Unfortunately NO subscriber will be getting every hip-hop cover they asked for. Marvel is asking retailers to order far more copies than they can sell, for books that all have an inflated cover price of at least an extra $1. There’s NO WAY this is good for anyone other than Marvel. I’m not saying stores will go out of business as a result of this month, but I know we will be cutting it dangerously close to our budget this month. Oh, by the way, above I said I really wanted to get behind Doctor Strange #1. My “really getting behind it” number was still 26 copies beneath what I’d need to order for its corresponding hip-hop variant—and that is for a book I am going out of my way to over-order. *sigh*


It’s no secret, wars or otherwise, that variant covers are a huge part of what keeps the periodical industry afloat these days. I remember when people used to tut tut at Dynamite’s Nick Barrucci at and Avatar’s William Christenson for living on variants, but now no one could cast the first stone—although Dark Horse and Image have resisted for the most part. 

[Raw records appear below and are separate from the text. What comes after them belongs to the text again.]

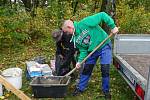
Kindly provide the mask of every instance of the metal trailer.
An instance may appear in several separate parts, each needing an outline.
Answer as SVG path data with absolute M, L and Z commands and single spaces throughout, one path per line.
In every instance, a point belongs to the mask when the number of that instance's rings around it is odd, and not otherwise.
M 140 100 L 150 100 L 150 34 L 118 34 L 113 64 Z

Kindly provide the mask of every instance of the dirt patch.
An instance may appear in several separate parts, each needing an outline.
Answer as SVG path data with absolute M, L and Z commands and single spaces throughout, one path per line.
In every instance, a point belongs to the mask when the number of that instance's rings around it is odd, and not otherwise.
M 150 55 L 120 55 L 129 65 L 148 79 Z

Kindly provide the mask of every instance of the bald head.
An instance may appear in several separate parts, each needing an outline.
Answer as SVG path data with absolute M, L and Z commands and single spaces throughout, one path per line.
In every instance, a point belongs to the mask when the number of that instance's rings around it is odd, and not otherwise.
M 74 25 L 73 25 L 73 21 L 71 20 L 65 20 L 63 25 L 62 25 L 62 30 L 64 32 L 68 32 L 70 34 L 73 34 L 74 31 Z

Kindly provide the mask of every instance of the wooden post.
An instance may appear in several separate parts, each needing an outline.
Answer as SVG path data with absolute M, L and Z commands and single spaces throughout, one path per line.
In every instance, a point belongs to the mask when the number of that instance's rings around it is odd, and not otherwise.
M 13 92 L 18 98 L 21 100 L 31 100 L 28 96 L 26 96 L 21 90 L 16 89 L 12 84 L 7 82 L 7 80 L 0 75 L 0 83 L 5 86 L 5 88 L 9 89 Z

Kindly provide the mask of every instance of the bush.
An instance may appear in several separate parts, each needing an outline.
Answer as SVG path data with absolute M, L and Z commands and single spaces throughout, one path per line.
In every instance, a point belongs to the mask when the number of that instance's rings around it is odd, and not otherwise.
M 150 33 L 149 16 L 150 13 L 146 13 L 143 6 L 131 9 L 123 2 L 117 6 L 117 22 L 122 33 Z

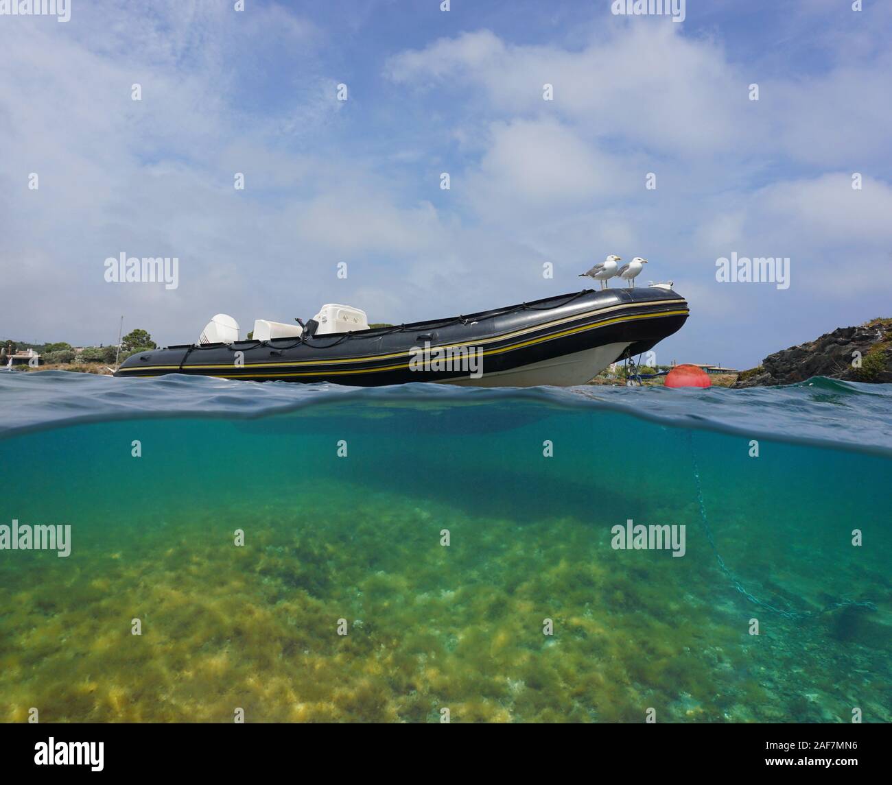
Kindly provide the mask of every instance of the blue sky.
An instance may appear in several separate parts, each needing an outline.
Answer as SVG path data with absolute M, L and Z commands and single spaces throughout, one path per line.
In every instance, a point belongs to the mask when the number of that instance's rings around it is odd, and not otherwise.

Some of my pals see Marvel’s sales as part of a fragile comics economy that could tank at any moment, just like the world at large is doing this week. It’s a big chocolate rabbit made of variants and Star Wars with nothing inside! Others say that Marvel is rock solid. And their safe, boring post Secret Wars reboot certainly looks smart after DC’s floundered. One thing you need to remember about Marvel’s sales is that they need to show growth every year in order to make main man Ike Perlmutter happy—in the past this led to nearly arbitrary layoffs for well paid execs, double shipping and other “lighten the lifeboat” strategies. From that standpoint, variants are like printing money, and even as retailers grouse, they up their orders. But will the game come crashing down? As always, feel free to share you opinions in the comments or in an email

6 COMMENTS

  1. Whenever buyers of variant covers will be bored and will go to the next trend, don’t expect me to have any tears for all those top publishers with suddent declininng sales and who planted the nails of their own coffin.

  2. Two things:

    1) This level of excess is a natural and native result of supporting variant programs all along. When retailers change behavior to get variants OF COURSE they’re going to try to find out just how far you’ll let them push it — that’s capitalism. That is to say that retailers who have been happily playing these variant games for years are the architects of their own petards.

    2) Having said *that*, I don’t think that some/most of those requirements are Too Much — I certainly think that I will sell, say, 150% of AMAZING SPIDER-MAN #1 as part of a line-wide relaunch as I did of ASM: RENEW YOUR VOWS #2 — an ASM #1 tends to have much much much longer legs than the second issue of a mini-series. *Conceptually* Marvel’s relaunch could function as well or better as DC’s New 52 reboot, and if THAT happens — with the lapsed returning to look, even for an issue or three — these projected numbers will be a tiny fraction of what the market might need. I remind you that the *last* ASM #1 sold-in 560k copies just two years ago, and ASM:RYV #2 sold-in 93k. Giving the market a target of ~140k doesn’t seem all that preposterous under that circumstance?

    -B

  3. These numbers don’t really seem insane. There’s nothing saying you MUST chase the variants. You literally aren’t required to fulfill that option.

  4. I think there would be a far greater interest in variant covers if Marvel released very few of them, but made them easy to access. For instance if each month a different series or a milestone issue had one, or maybe two, variants and made them 50/50 in the orders you might see more interest. Instead of the 100 plus a month that nobody can afford all of or even keep track of.

  5. I love how you guys slag off DC (fresh direction not sales success) while trying to make a point about Marvel. You guys really don’t let up about DC, do you, even when they’re trying to create positive change in the industry and reach out to new audiences. It’s clear you guys want DC to fail bad, to satisfy whatever unresolved self-made problem you have with them.